Anxious parents fuel boom in tutors

January 17, 2010 by Enjoy Education

From The Sunday Times

By Jack Grimston

As many as half the children in London have received private tuition as parents become more and more desperate to win places at the best schools, new research has found.

The latest edition of the Good Schools Guide has found the recession has had no apparent effect on parents’ willingness to pay between £20- £40 an hour to top up their children’s education.

The boom is being fuelled both by parents’ ambitions for children to win places at the best universities and by a glut of unemployed graduates tutoring part-time while they look for a full-time job.

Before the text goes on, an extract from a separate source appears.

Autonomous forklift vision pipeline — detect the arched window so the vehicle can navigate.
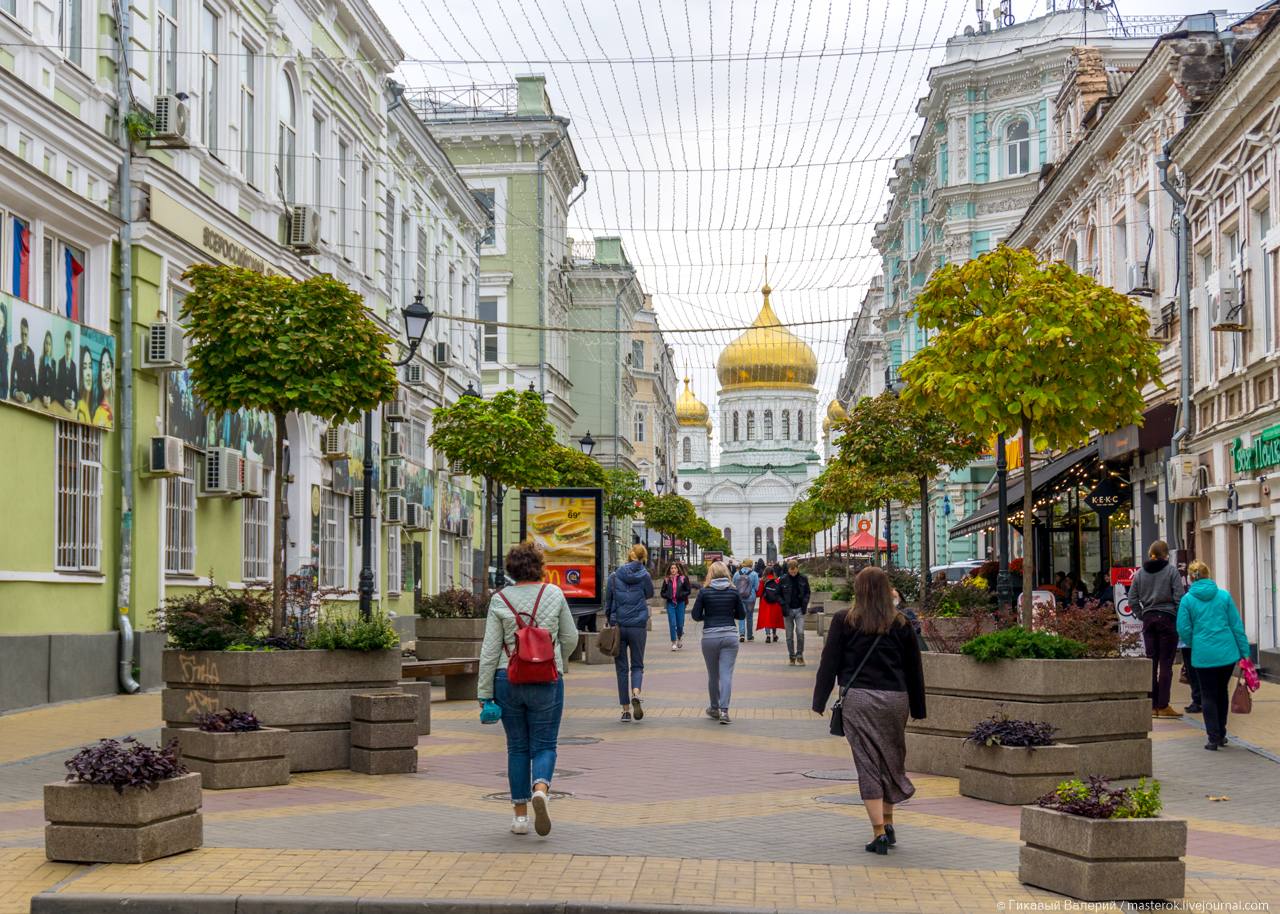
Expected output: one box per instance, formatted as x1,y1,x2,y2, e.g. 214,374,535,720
1005,118,1032,175
276,70,298,204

Tuition agencies report growth of 15%-100% last year, with popularity growing quickly in cities such as Birmingham and Manchester as well as in the traditional heartlands of London and the southeast.

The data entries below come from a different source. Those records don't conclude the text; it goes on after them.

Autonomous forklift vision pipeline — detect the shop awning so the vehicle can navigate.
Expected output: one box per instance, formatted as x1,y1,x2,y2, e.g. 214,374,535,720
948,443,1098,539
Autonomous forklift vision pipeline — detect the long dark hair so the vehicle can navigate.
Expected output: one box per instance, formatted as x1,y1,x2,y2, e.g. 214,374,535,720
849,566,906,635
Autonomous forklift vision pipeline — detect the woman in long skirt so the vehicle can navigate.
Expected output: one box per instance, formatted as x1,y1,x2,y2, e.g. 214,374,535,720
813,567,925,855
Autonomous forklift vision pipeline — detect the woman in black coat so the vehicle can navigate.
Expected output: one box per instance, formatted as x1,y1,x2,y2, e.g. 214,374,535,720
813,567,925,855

“It has reached epidemic proportions in London,” said Sue Fieldman, regional editor of the Good Schools Guide, who estimates that half the children in the capital receive tutoring at some point in their school career. She added: “The boom area in 2009 — and we anticipate the same for 2010 — was tutoring to get into grammar schools.

“There is now such a difference between the best grammar schools and the worst comprehensives that parents are tutoring for the 11-plus from an earlier age.”

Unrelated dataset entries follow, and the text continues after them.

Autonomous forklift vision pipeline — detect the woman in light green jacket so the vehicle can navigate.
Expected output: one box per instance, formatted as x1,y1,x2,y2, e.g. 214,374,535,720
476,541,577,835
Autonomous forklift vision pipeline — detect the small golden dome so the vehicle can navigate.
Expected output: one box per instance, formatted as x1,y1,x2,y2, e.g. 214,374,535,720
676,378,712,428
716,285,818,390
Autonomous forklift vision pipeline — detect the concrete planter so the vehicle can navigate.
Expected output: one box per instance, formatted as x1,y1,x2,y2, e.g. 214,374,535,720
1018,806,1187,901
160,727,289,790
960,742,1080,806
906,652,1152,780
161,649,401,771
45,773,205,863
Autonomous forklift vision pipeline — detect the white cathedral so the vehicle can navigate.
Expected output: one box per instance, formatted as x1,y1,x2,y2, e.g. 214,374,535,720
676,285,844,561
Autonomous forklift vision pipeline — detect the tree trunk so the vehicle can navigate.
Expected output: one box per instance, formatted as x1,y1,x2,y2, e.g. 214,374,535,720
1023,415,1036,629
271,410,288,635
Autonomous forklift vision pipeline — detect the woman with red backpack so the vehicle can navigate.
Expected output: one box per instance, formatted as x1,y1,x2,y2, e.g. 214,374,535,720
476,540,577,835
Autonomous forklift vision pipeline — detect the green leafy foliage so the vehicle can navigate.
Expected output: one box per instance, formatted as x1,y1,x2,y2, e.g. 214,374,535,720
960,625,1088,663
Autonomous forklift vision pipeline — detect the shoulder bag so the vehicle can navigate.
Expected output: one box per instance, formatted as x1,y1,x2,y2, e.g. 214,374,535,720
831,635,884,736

Mylene Curtis, managing director of the national agency Fleet Tutors, which teaches 6,300 children, said numbers had grown 15% in the past year.

She said parents were worried that only a few schools could give children a good chance of a place at a leading university.

“There is a fear factor among parents,” said Curtis. “They are unsettled by constantly changing initiatives, lack of confidence in local schools, dropping standards and under-qualified teachers.”

Kate Shand, founder of Enjoy Education, an agency in Chelsea, west London, said business had doubled in the past year. But she cautioned parents should manage their own expectations and not tutor children for schools where they were extremely unlikely to win a place.

“It is not about irrational fears and pushy parents,” she added. “If you have a choice of one, two or three schools in your area, you have to get them into those schools, especially when you are managing two, three or four children.

“It’s about quality of life so parents can avoid having to spend the whole time trekking from place to place, spending most of their life in the car.”